Le dîner annuel du Conseil représentatif des institutions juives de France (Crif) s'est tenu ce mercredi 8 mars à Paris, rassemblant plusieurs centaines de convives, dont de nombreuses personnalités politiques et religieuses. L'événement a été l'occasion pour les intervenants de dénoncer les théories du complot qui circulent sur les réseaux sociaux, tout en rappelant la réalité des actes antisémites qui continuent de frapper le pays.
Discours de Yonathan Arfi : dénoncer les complots sans nier les faits
Le président du Crif, Yonathan Arfi, a prononcé un discours dans lequel il a fustigé les "complots" qui visent à nier la réalité des menaces pesant sur la communauté juive. "Il y a ceux qui disent que tout ça est un complot, que les chiffres sont gonflés, que les juifs exagèrent", a-t-il déclaré, cité par l'AFP. Il a ajouté que "ces théories du complot ne sont pas seulement fausses, elles sont dangereuses car elles banalisent la haine".
Selon les chiffres du ministère de l'Intérieur, le nombre d'actes antisémites en France a augmenté de 74 % en 2022 par rapport à 2021, passant de 589 à 1 026 incidents.
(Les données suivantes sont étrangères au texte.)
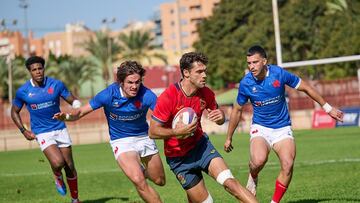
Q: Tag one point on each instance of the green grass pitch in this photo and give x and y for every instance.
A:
(327, 169)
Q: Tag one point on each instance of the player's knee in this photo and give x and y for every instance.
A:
(223, 176)
(257, 162)
(160, 181)
(209, 199)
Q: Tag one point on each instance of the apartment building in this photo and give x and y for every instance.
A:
(179, 21)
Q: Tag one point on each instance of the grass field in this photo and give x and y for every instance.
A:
(327, 169)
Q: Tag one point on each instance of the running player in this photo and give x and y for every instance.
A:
(126, 104)
(264, 86)
(41, 95)
(189, 156)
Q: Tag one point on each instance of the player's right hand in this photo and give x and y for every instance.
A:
(29, 135)
(228, 146)
(182, 131)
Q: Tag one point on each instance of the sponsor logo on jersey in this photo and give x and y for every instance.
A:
(116, 104)
(115, 117)
(276, 83)
(202, 104)
(137, 104)
(42, 105)
(50, 90)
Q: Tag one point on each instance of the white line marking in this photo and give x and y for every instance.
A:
(270, 166)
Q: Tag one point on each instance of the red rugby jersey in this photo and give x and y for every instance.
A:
(169, 103)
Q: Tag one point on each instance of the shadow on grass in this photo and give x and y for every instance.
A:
(324, 200)
(106, 199)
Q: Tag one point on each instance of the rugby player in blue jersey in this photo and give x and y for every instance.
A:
(126, 103)
(41, 95)
(264, 86)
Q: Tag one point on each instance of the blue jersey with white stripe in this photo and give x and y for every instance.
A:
(42, 102)
(126, 117)
(268, 96)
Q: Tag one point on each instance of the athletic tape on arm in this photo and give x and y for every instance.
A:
(223, 176)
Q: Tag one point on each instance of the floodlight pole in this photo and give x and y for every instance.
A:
(277, 32)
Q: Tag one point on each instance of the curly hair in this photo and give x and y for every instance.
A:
(128, 68)
(188, 59)
(34, 59)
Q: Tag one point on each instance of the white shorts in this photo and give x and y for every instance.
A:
(143, 145)
(271, 135)
(59, 138)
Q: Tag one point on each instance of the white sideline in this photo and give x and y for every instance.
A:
(271, 164)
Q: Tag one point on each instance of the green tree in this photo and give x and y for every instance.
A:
(308, 31)
(104, 51)
(19, 75)
(138, 45)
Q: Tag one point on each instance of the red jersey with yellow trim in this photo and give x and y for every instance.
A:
(169, 103)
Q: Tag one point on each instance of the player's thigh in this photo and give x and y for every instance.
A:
(259, 149)
(68, 157)
(129, 162)
(198, 193)
(54, 155)
(285, 150)
(154, 165)
(216, 166)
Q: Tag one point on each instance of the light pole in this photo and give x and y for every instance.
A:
(24, 5)
(106, 22)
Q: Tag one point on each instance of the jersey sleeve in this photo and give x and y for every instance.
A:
(290, 79)
(241, 98)
(64, 92)
(99, 100)
(18, 101)
(162, 110)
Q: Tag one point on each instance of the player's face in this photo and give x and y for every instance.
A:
(37, 72)
(197, 74)
(256, 65)
(131, 85)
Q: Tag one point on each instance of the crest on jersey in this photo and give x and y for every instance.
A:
(137, 104)
(202, 104)
(50, 90)
(276, 83)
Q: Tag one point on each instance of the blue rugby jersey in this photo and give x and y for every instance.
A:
(126, 117)
(42, 103)
(268, 96)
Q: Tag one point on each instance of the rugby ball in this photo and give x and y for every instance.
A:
(186, 115)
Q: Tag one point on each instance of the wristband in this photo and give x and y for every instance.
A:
(327, 108)
(22, 129)
(76, 104)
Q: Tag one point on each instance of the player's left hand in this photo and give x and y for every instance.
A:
(228, 146)
(336, 114)
(216, 115)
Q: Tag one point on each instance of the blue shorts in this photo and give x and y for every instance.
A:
(188, 169)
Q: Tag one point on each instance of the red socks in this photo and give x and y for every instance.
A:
(280, 190)
(72, 182)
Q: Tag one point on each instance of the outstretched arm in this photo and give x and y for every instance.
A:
(15, 115)
(75, 114)
(313, 94)
(233, 123)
Une hausse que Yonathan Arfi attribue en partie à la montée des discours complotistes sur Internet, qui alimentent un climat de défiance et de suspicion envers la communauté juive.
Réalité des menaces : un contexte sécuritaire tendu
Le discours du président du Crif a également mis en lumière la réalité des menaces physiques auxquelles sont confrontés les juifs de France. Il a rappelé que "les actes antisémites ne sont pas des fantasmes, mais des faits concrets qui blessent, qui tuent, qui détruisent des vies". Il a cité en exemple l'attaque de la synagogue de la rue de la Roquette à Paris, en 2021, où un homme avait tenté de mettre le feu à l'édifice religieux.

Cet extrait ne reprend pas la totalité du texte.